Google’s Vertex AI SDK could allow RCE through bucket squatting

2 hours ago 3

Google reportedly patched a flaw in the Vertex AI SDK for Python that could allow attackers to hijack model uploads and trigger remote code execution across tenants.

A design flaw in the Vertex AI software development kit (SDK) for Python, Google Cloud’s managed platform for building, training, and deploying AI agents, could allow hijacking and poisoning of models outside of a developer’s own Google Cloud project.

According to Unit 42 researchers, a combination of bad bucket naming logic and missing authentication made it possible for an attacker to hijack the victim’s project by just knowing their project ID and region.

“Since no two buckets across all of Google Cloud can share the same name, an attacker who is able to predict a bucket name can preemptively create it in their own project,” the researchers said in a blog post. “Any subsequent attempt to use a bucket with that name, even from a different project, silently falls back to the attacker’s bucket.“

Researchers said this is a known class of vulnerability that “takes advantage of the global uniqueness” of cloud storage bucket names.
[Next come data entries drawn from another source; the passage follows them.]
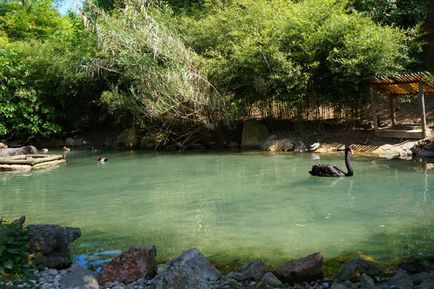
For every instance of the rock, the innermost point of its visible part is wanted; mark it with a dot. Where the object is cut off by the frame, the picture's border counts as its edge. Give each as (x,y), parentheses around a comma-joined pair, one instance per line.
(354,269)
(418,263)
(269,279)
(367,282)
(190,270)
(77,277)
(50,244)
(252,271)
(300,147)
(229,282)
(401,280)
(131,265)
(25,150)
(19,221)
(420,277)
(127,139)
(254,134)
(426,284)
(338,286)
(306,269)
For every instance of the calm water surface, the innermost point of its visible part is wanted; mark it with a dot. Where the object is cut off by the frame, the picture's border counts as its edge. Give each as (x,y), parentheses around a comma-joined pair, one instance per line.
(231,205)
They called it “Bucket Squatting”.

Successful exploitation could inject a malicious model that gets loaded by the Vertex AI infrastructure, resulting in code execution across tenants. The flaw was reported to Google, which reportedly fixed the underlying issue.

Google did not immediately respond to CSO’s request for comments.
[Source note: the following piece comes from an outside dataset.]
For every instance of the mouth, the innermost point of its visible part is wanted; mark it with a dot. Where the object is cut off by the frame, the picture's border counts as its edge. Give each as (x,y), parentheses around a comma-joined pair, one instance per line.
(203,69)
pickle deserialization for cross-tenant RCE

According to Unit 42, the vulnerable model workflow in Vertex AI SDK for Python versions 1.139.0 and 1.140.0 relied on a staging bucket name derived exclusively from a customer’s project ID and region. When a bucket with that name already existed, the SDK only verified its existence and did not confirm ownership.

This created a bucket-squatting scenario in which an attacker could pre-create a bucket matching a victim’s expected staging bucket and wait for model uploads to be directed there. Once a model artifact was uploaded to the attacker-controlled bucket, the attacker could replace it with a malicious version during a narrow race-condition window before Vertex AI’s service agent retrieved it.

The attack could turn into an RCE as machine learning models in Python are commonly stored using pickle or Joblib serialization formats. Since pickle deserialization can execute arbitrary code through specially crafted objects, a poisoned model could run remote code when loaded by Vertec AI’s serving infrastructure.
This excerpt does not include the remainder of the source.